Could I do some good with my degree?  Take some pro bono cases for example?  The problem is that I don’t enjoy that work.  I enjoy what I do.  I don’t enjoy helping people.  (There, I said it.)  I have taken on pro bono cases in the past, and frankly I hated it.  I worked for a while on the other side of the bar too, as a plaintiff’s attorney.  And I hated that too.  I’m good at what I do, and for the most part I enjoy it.  My job fits me, my aptitudes and my personality.  But I create nothing.  And I do not help to make the world a better place.

Of course, there is some dignity or nobility in “the law” in an abstract sense, which my wife reminds me of when I get too pessimistic about my career choices.  But it is only at high levels of abstraction that I can feel that way about what I do.  So here I am.  I am where I belong.  And in that sense my livelihood is “right” for me.  But I do not like my place in the world.  As a youth I dreamed of changing the world.  Now I perpetuate a system of conflict resolution which could only be called a “justice system” in a very ironic sense.

I actually remember making this choice, years ago in undergraduate.  I had an opportunity to choose an academic career.  But I wanted to make money.  I wanted to raise a family with a certain level of financial security, one that my parents struggled to achieve when I was a child.  Since becoming a lawyer, I have fantasized about what it would have been like to get a degree in Religious Studies and become a college professor.  Then I saw this hilarious video, and decided maybe I had made the right choice after all.

I don’t have an answer for this dilemma.  I know this is not an uncommon feeling.  And I know it’s probably not a coincidence that I am 36 this year, approaching the half-way point of my statistical life expectancy.  But most people in my situation are not Pagan, and most Pagans are not in my situation.  I have totally bought into the white suburban middle-class picket fence dream.  Where is the radicalism?  Where is the danger?  Where is the romance?  My situation reminds me of that cover to Scott Cunningham’s The Truth About Witchcraft Today, with the conservatively dressed young woman who looks like anything except a witch.

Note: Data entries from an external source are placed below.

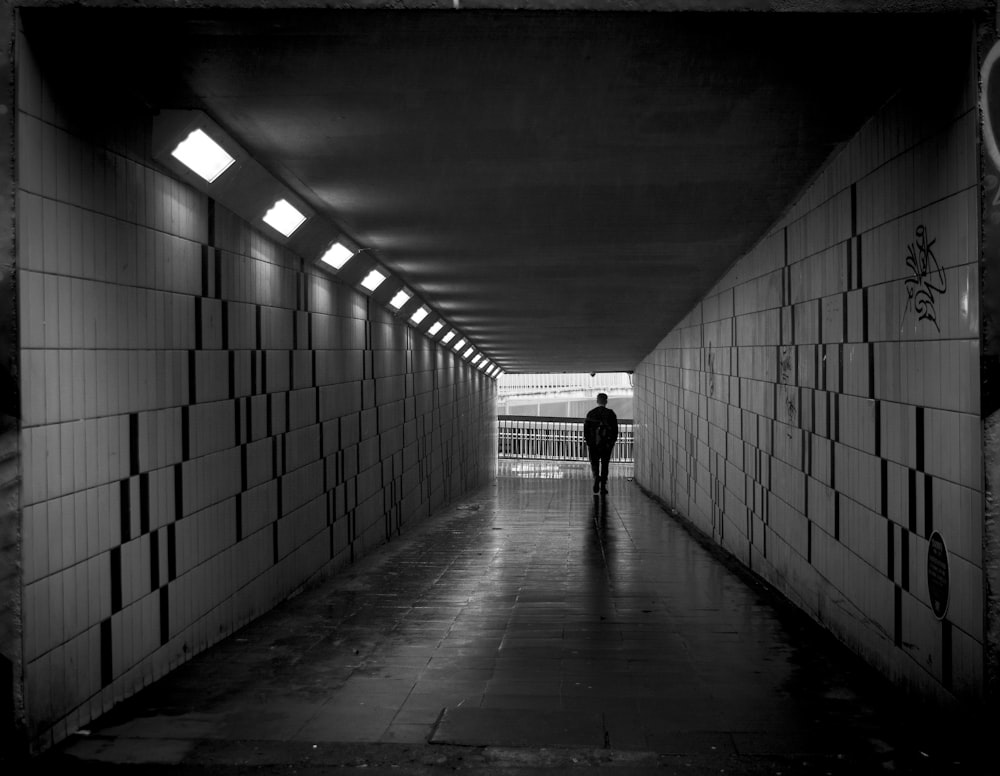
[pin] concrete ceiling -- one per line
(562, 186)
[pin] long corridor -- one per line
(531, 626)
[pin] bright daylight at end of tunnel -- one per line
(500, 387)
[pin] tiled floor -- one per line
(533, 616)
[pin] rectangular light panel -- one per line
(337, 255)
(284, 217)
(202, 155)
(373, 280)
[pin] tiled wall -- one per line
(817, 414)
(208, 421)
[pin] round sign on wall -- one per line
(937, 575)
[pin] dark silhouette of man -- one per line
(600, 432)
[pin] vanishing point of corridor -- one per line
(530, 625)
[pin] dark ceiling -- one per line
(562, 186)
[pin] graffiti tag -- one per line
(927, 280)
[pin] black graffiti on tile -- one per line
(928, 278)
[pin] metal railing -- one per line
(555, 439)
(519, 385)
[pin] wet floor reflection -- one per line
(533, 594)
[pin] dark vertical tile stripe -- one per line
(871, 370)
(850, 264)
(125, 509)
(192, 378)
(198, 338)
(857, 255)
(164, 615)
(946, 654)
(890, 550)
(904, 558)
(154, 561)
(884, 486)
(854, 209)
(218, 273)
(107, 653)
(171, 552)
(897, 616)
(133, 443)
(204, 271)
(919, 437)
(243, 468)
(928, 505)
(186, 433)
(178, 491)
(864, 315)
(115, 557)
(878, 428)
(144, 504)
(836, 516)
(211, 221)
(911, 495)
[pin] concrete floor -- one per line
(531, 627)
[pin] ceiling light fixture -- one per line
(202, 155)
(373, 280)
(399, 299)
(337, 255)
(284, 217)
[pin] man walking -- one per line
(600, 432)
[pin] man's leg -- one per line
(595, 467)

The Truth About Witchcraft Today (1988)

Or here’s a more recent edition:

The Truth About Witchcraft Today (2002)

These covers say, “Nothing radical here folks!”  If I were female, that could be me.  The irony is that I have elsewhere advocated for mainstreaming Paganism.  So what am I complaining about?  Isn’t this what I wanted?  A nice, suburban, middle-class Pagan family.  But something in me says, “blech!”

Trevor writes:

“The half fanatic I once was and the half worldling I now am must unite, and for the future years of our union make for thee and ours a full-hearted man.”

I, like Trevor, need to bring together the radical and the “worldling” in one heart.  Trevor does that by leaving his profession.  But Trevor felt that architecture was unnatural to him.  I feel the opposite about being an insurance defense attorney.  But I share Trevor’s desire for a life of dedication to a higher cause.

Trevor’s next chapter is entitled “Into the Wilderness”.  Those words resonate with me and I feel a premonition that perhaps I too need to go into some kind of “wilderness” to find my direction.